Пока Фарук пытался найти самую хорошую фотографию Вайнода, чтобы отослать ее Дипе, жена карлика сама ему написала. Почтовая карточка от нее пришла из Ахмадабада, поскольку в этом городе выступал тогда «Большой Королевский цирк». Дипа хотела, чтобы доктор знал: она и Шивайи чувствуют себя хорошо. «Падаем пока что в сетку», — написала жена карлика.
Эти слова помогли Фаруку отыскать нужную фотографию Вайнода, находившегося в палате карликов в госпитале для детей-калек. Он поправлялся после операции, сделанной из-за слона и номера с качелями. На этом снимке Вайнод улыбался своей обычной, неклоунской улыбкой. В похожей на трезубец руке с толстыми пальцами он держит листок бумаги, где перечислены его таланты, в том числе умение водить автомобиль. В этой руке карлик держит все свое будущее. Доктор Дарувалла смутно помнил, что именно он сфотографировал тогда Вайнода.
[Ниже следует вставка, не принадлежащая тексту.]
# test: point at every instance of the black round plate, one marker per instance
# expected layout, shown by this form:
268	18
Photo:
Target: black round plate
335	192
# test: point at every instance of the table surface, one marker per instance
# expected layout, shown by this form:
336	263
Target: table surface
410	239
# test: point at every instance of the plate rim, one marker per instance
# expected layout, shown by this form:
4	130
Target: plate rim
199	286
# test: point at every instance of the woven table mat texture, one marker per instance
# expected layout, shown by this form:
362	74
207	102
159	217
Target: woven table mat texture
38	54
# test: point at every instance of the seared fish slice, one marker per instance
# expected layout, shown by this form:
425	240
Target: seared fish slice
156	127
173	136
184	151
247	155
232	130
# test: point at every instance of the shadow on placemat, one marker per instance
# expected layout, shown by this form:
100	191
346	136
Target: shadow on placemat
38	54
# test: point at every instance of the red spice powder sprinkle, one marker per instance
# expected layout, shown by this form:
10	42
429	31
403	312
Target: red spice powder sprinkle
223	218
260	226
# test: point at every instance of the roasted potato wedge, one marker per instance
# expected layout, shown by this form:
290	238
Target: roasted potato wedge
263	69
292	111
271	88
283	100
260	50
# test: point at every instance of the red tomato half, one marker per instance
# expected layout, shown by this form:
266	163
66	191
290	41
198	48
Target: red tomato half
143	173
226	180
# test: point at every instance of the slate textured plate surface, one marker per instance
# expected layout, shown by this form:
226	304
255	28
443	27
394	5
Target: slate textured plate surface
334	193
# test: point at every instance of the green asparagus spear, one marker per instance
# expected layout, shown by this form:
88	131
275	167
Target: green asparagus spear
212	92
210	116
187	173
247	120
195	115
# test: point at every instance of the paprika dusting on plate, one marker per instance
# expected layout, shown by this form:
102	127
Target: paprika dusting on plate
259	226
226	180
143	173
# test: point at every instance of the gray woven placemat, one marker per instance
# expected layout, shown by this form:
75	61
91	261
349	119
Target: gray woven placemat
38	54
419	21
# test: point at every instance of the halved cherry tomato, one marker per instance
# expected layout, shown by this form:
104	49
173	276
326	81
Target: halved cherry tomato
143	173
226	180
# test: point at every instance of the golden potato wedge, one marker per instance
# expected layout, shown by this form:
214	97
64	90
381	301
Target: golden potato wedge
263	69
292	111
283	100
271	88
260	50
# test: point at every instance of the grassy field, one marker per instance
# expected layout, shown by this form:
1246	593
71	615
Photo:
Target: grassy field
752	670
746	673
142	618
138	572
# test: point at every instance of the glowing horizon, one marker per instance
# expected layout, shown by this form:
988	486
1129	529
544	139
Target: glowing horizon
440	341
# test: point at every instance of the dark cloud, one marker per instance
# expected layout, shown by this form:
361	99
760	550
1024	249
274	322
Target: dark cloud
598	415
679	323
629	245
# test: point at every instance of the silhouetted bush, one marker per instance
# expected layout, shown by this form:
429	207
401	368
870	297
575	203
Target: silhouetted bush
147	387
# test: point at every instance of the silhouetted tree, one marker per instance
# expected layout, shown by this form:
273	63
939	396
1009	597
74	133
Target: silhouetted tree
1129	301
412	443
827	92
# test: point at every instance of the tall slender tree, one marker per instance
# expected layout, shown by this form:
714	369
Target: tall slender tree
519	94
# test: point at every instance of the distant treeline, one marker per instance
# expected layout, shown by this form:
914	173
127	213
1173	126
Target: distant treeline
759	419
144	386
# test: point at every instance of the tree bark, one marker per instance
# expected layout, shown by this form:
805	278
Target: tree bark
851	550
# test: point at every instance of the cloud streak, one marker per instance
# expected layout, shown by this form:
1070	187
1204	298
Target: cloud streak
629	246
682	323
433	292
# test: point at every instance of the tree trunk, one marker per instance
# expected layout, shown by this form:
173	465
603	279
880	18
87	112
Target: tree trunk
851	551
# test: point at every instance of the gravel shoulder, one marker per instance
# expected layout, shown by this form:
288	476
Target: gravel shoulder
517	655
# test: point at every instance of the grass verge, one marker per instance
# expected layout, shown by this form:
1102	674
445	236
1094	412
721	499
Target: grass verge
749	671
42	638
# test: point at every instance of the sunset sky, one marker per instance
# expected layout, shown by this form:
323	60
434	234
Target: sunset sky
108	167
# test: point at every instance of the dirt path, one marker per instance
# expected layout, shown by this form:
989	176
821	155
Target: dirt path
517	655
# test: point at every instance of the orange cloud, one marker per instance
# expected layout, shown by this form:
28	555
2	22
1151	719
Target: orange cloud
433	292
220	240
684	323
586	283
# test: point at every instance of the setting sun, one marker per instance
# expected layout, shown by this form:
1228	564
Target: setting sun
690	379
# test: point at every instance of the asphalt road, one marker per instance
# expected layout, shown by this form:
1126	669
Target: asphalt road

В соответствии с обстоятельствами Фарук почувствовал необходимость сделать какую-нибудь надпись на обороте снимка. Дипе незачем напоминать, по какому случаю сделано фото, поскольку в это же время она лежала в своей палате, выздоравливая после операции, которую доктор проделал на ее бедре. Вдохновившись эпитафией Джона Д, доктор продолжил тему о запретном лифте.
«Наконец получил разрешение пользоваться лифтом», — написал бывший сценарист. Хотя Вайнод и упал «мимо сетки», карлик наконец мог больше не обращать внимания на правила, установленные комитетом жильцов.
Не карлики
Как однажды вспомнят Фарука Даруваллу? Разумеется, как хорошего доктора, хорошего мужа, хорошего отца, хорошего мужчину. Хороший во всех отношениях, он, однако, никогда не станет хорошим писателем. Когда Фарук прогуливался по Блур-стрит или садился в такси на Авеню-роуд, почти никто из встречных не посмотрел бы на него и не обернулся. Доктор явно ассимилировался. Вероятно, он стал хорошо одетым иммигрантом. Можно было подумать, что это милый, натурализованный канадец или преуспевающий турист. Хотя доктор и невелик ростом, прохожему придется поломать голову над тем, сколько он весит. Конечно, человеку в его возрасте следовало бы об этом задуматься, тем не менее, он выглядел неординарно.
Иногда доктор казался немного уставшим, судя по уголкам его глаз. В других случаях усталость шла от каких-то его неясных мыслей, которые в основном он держал при себе. Никто бы не догадался, какую жизнь он ведет, поскольку эта жизнь проносилась в его сознании в виде многих образов. Возможно, его усталость или то, что за нее принимали, на самом деле являлась следствием излишне развитого воображения, которому он лишь изредка давал возможность выплеснуться наружу.